You cannot do everything, and you shouldn’t even try to. If a loved one wants to feed your baby for you, give them the bottle. If they offer to bathe her or carry her while you have a bath, let them! If you can afford hired help (be it live-in help or someone who comes in a couple of times a week) to take care of the housekeeping while you care for your baby, go for it. There’s no award for suffering or going it alone in this thing if you can get help, and doing everything by yourself does not make you a better mother. Neither does accepting help makes you a bad one.
2. Not knowing what you need.
Speaking of help, sometimes you may have friends and family visit and they’ll ask what they can do for you. You don’t want to squeal in delight, only to scratch your head and wonder, what do I need sef? If need be, keep a list of things you need help with, so that whenever anyone offers to help, you know what chores they can help you do, or what they can help you buy.
3. Not getting into a routine.
This is one of the worst things a new mum can do.
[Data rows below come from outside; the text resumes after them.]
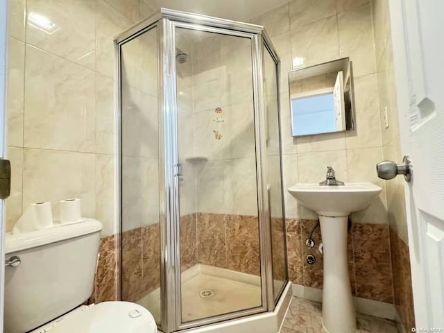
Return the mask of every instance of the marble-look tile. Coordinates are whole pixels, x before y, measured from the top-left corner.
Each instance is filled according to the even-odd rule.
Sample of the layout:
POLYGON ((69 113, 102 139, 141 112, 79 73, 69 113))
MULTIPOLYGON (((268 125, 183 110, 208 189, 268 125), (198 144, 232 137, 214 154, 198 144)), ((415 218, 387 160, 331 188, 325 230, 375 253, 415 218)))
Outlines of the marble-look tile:
POLYGON ((22 42, 25 41, 25 19, 26 0, 12 0, 8 1, 9 35, 22 42))
POLYGON ((282 327, 296 332, 319 332, 322 327, 321 304, 293 298, 282 327))
POLYGON ((382 147, 349 148, 347 151, 348 181, 353 182, 370 182, 373 184, 384 183, 378 178, 375 166, 384 158, 382 147))
MULTIPOLYGON (((198 154, 199 155, 199 154, 198 154)), ((224 214, 233 212, 232 190, 229 175, 230 160, 209 160, 196 166, 197 212, 224 214), (228 195, 225 195, 225 194, 228 195)))
MULTIPOLYGON (((287 257, 285 249, 285 223, 282 219, 271 218, 271 250, 273 278, 275 284, 287 280, 287 257), (277 282, 278 281, 278 282, 277 282)), ((257 234, 259 237, 259 234, 257 234)))
POLYGON ((273 218, 280 219, 283 215, 281 157, 279 155, 267 157, 266 179, 268 191, 268 205, 273 218))
POLYGON ((225 171, 225 177, 231 182, 232 192, 225 195, 232 200, 232 212, 239 215, 257 215, 256 158, 233 159, 230 164, 230 168, 225 171))
POLYGON ((139 21, 139 0, 105 0, 132 22, 139 21))
POLYGON ((350 219, 354 223, 375 224, 387 224, 388 223, 384 184, 379 182, 377 185, 382 187, 382 191, 370 202, 368 208, 359 212, 353 212, 351 214, 350 219))
MULTIPOLYGON (((285 333, 321 333, 321 304, 293 297, 281 332, 285 333)), ((395 323, 372 316, 357 314, 357 333, 397 333, 395 323)))
POLYGON ((289 279, 293 283, 303 284, 300 223, 296 219, 287 219, 286 225, 289 279))
MULTIPOLYGON (((218 115, 217 117, 223 119, 224 122, 215 123, 213 119, 216 117, 214 110, 217 106, 202 112, 195 112, 193 114, 191 121, 194 126, 194 150, 197 155, 207 156, 210 160, 227 160, 231 158, 232 145, 234 146, 234 149, 237 148, 235 147, 236 142, 232 142, 232 126, 235 125, 230 121, 231 112, 229 111, 231 111, 232 108, 221 107, 223 113, 221 116, 218 115), (213 130, 218 131, 222 137, 217 139, 213 130)), ((247 108, 246 105, 246 108, 247 108)), ((246 121, 248 118, 253 117, 253 110, 251 107, 249 107, 244 111, 246 114, 244 114, 244 121, 246 121), (248 112, 250 110, 250 112, 248 112)), ((239 134, 244 126, 240 124, 236 126, 237 127, 236 131, 239 134)), ((248 133, 244 139, 250 139, 250 135, 248 133)), ((248 142, 250 148, 246 148, 246 151, 250 152, 252 142, 250 139, 248 141, 250 141, 248 142)), ((241 146, 239 148, 236 149, 237 151, 239 151, 238 153, 240 154, 246 152, 241 150, 241 144, 244 142, 239 144, 241 146)), ((253 144, 254 144, 254 139, 253 144)))
POLYGON ((293 0, 289 5, 291 30, 336 14, 335 0, 293 0))
POLYGON ((260 257, 257 217, 227 215, 225 221, 227 268, 259 275, 260 257))
POLYGON ((391 40, 387 42, 387 47, 382 55, 378 68, 378 94, 379 96, 379 112, 384 119, 384 107, 387 108, 388 127, 381 122, 382 144, 387 144, 400 136, 398 114, 398 101, 395 71, 391 49, 391 40))
MULTIPOLYGON (((180 141, 179 141, 180 142, 180 141)), ((179 149, 180 151, 180 149, 179 149)), ((194 154, 189 154, 192 156, 194 154)), ((186 156, 186 155, 185 155, 186 156)), ((186 176, 179 178, 179 207, 181 215, 196 214, 197 205, 196 166, 194 163, 186 161, 185 156, 179 155, 179 160, 183 162, 183 170, 186 176)), ((184 174, 185 175, 185 174, 184 174)))
POLYGON ((26 7, 26 43, 95 70, 95 1, 27 0, 26 7), (53 31, 39 26, 35 15, 55 24, 53 31))
POLYGON ((248 101, 225 107, 225 112, 229 114, 230 123, 227 125, 231 127, 230 138, 227 138, 230 143, 231 157, 255 157, 256 143, 253 103, 248 101))
POLYGON ((299 217, 298 200, 289 192, 288 189, 298 183, 298 155, 296 154, 283 155, 282 158, 285 216, 289 219, 296 219, 299 217))
MULTIPOLYGON (((157 29, 153 28, 138 37, 140 52, 138 88, 157 98, 157 29)), ((191 61, 186 62, 191 71, 191 61)), ((183 66, 182 66, 183 67, 183 66)))
POLYGON ((96 155, 96 219, 103 225, 102 237, 117 233, 117 167, 115 156, 96 155))
POLYGON ((350 57, 353 76, 375 73, 373 25, 370 3, 338 15, 341 57, 350 57))
POLYGON ((221 44, 221 57, 228 60, 222 63, 226 71, 225 88, 221 92, 223 105, 253 101, 250 42, 247 38, 238 38, 239 40, 233 43, 232 39, 227 39, 221 44), (242 44, 239 44, 240 42, 242 44), (232 44, 238 47, 233 49, 232 44))
MULTIPOLYGON (((290 33, 286 32, 272 36, 271 39, 280 59, 279 93, 282 94, 289 91, 288 74, 293 68, 290 33)), ((284 103, 284 100, 281 99, 281 108, 282 103, 284 103)))
POLYGON ((336 0, 336 11, 339 13, 367 4, 370 0, 336 0))
POLYGON ((298 30, 292 30, 291 33, 293 68, 339 58, 336 16, 311 23, 298 30))
POLYGON ((251 19, 251 23, 265 26, 270 36, 275 36, 290 30, 289 4, 285 3, 251 19))
POLYGON ((157 157, 157 100, 126 86, 121 94, 121 148, 126 156, 157 157))
POLYGON ((227 267, 225 216, 197 214, 198 260, 200 264, 227 267))
POLYGON ((8 46, 8 144, 22 147, 25 44, 15 38, 9 38, 8 46))
POLYGON ((149 17, 156 12, 156 10, 151 7, 151 5, 148 0, 140 0, 139 8, 140 11, 140 19, 149 17))
POLYGON ((94 90, 93 71, 26 46, 24 146, 94 152, 94 90))
POLYGON ((348 149, 381 146, 381 123, 376 75, 357 78, 355 93, 355 129, 345 132, 348 149))
POLYGON ((281 151, 282 155, 298 153, 296 137, 291 131, 291 114, 290 111, 290 96, 289 92, 281 94, 280 96, 280 133, 281 151))
POLYGON ((344 132, 296 137, 298 153, 345 149, 344 132))
POLYGON ((11 231, 22 216, 23 200, 23 148, 8 147, 8 159, 11 163, 11 190, 6 204, 6 231, 11 231))
POLYGON ((197 221, 196 214, 180 216, 180 270, 198 263, 197 221))
POLYGON ((123 156, 121 165, 121 223, 122 231, 127 231, 142 225, 142 160, 123 156))
POLYGON ((315 247, 310 250, 305 246, 305 240, 308 239, 310 232, 318 223, 317 220, 301 220, 301 246, 302 247, 302 269, 304 272, 304 285, 311 288, 322 289, 323 279, 323 256, 318 250, 319 244, 322 243, 321 228, 318 225, 314 230, 311 239, 314 241, 315 247), (309 255, 316 257, 316 262, 312 265, 307 263, 305 258, 309 255))
POLYGON ((355 259, 390 264, 390 239, 386 224, 353 223, 355 259))
POLYGON ((133 22, 104 0, 96 3, 96 52, 97 71, 112 78, 116 56, 114 38, 128 28, 133 22))
POLYGON ((155 223, 142 228, 142 289, 138 300, 160 287, 160 228, 155 223))
POLYGON ((390 229, 395 305, 406 332, 415 327, 409 246, 390 229))
POLYGON ((121 237, 122 300, 136 302, 143 287, 142 228, 123 232, 121 237))
POLYGON ((96 152, 99 154, 117 152, 114 84, 111 78, 96 74, 96 152))
POLYGON ((386 303, 393 302, 390 264, 355 259, 355 265, 357 296, 386 303))
POLYGON ((94 218, 95 160, 94 154, 25 148, 23 208, 30 203, 49 201, 58 219, 60 200, 79 198, 82 216, 94 218))
POLYGON ((95 302, 117 300, 116 249, 117 238, 110 235, 100 240, 99 258, 95 281, 95 302))
MULTIPOLYGON (((388 2, 384 0, 371 1, 375 39, 375 54, 377 65, 384 50, 388 47, 387 42, 391 38, 390 10, 388 2)), ((391 46, 390 46, 391 49, 391 46)))
POLYGON ((141 161, 142 224, 159 223, 159 160, 143 158, 141 161))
Like toddlers, babies thrive on routines. If you take advantage of this now, it will pay off incredibly as they grow. Without being rigid (which you really can’t afford to be, especially if you’re breastfeeding exclusively/on demand) you can create a structure that lets you and every other caregiver know what happens when. This way your loved ones, especially fathers who want to help with their newborn, can step into your shoes while you get some rest or fresh air. You need a routine for your sanity and your sense of wellbeing. Get on it as soon as possible.
4. Keeping only one diaper bag.
This looks like an inconsequential thing until you start going out with your new baby and have to start packing and unpacking, deciding what needs to go out with you and what should stay at home- scattered on the bed. Instead, you can have one “main” bag for home and a smaller bag for outings. That way you can have the smaller bag packed with the essentials – diapers, wipes, changing mat, nappy cream, even a rattle or other toy. Time to go out? Pick up the outing diaper bag and go!
5. Not sleeping when baby is sleeping.
A new mum is breastfeeding round the clock for the first couple of months (or even the first six months if baby is exclusively breastfed). She’s usually up at night nursing and rocking. Then during the day when baby is sleeping, she proceeds to get things done around the house, instead of getting her own sleep. Somehow this always makes sense, but it’s actually wiser to sleep when baby is sleeping, otherwise you’ll soon be sleep-deprived, cranky, low on breast milk… Get your sleep.
Thankfully, after the 6-month mark, it gets easier as baby starts sleeping at night instead of all day, and you generally get the hang of this mummying thing somewhat. Be kind to yourself!